(Bloomberg) -- A trio of former British currency traders pushed a U.S. judge to throw out charges they conspired to fix the foreign-exchange market, arguing that they can’t be guilty of violating U.S. antitrust laws because the banks for which they worked weren’t always in direct competition.
Attorneys for former traders Richard Usher, Chris Ashton and Rohan Ramchandani on Monday said the banks that employed them weren’t always buyers or sellers in the foreign-exchange spot market but were often counterparties making deals, like automakers who sell excess inventory to each other.

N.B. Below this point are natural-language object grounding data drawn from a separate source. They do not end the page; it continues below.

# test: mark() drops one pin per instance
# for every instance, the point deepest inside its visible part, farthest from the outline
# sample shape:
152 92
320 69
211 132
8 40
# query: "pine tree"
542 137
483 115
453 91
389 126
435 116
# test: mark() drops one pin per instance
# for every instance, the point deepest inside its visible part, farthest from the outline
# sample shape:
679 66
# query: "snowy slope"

"This is just banks contacting each other," said Michael Kendall, an attorney for Usher, a former JPMorgan Chase & Co. trader. The charges against the three men are the culmination of a global investigation started in 2013 into currency-market manipulation that saw seven banks pay about $10 billion in fines. The trio became a focus of the probes over an electronic chat room, known as “the Cartel,” where they shared information. Their trial is scheduled to start Oct. 1.
Assistant U.S. Attorney Carrie Ann Syme said the traders’ behavior was a "classic case" of rivals conspiring to fix a market rather than face competition. Syme said that while competitors deal with each other in every market, the relevant question is whether such deals count as a restraint of trade between parties that transact in a single market.
Berman didn’t rule immediately on the request to have the charges dismissed.
The case is U.S. v. Usher, 17-cr-00019, U.S. District Court, Southern District of New York (Manhattan).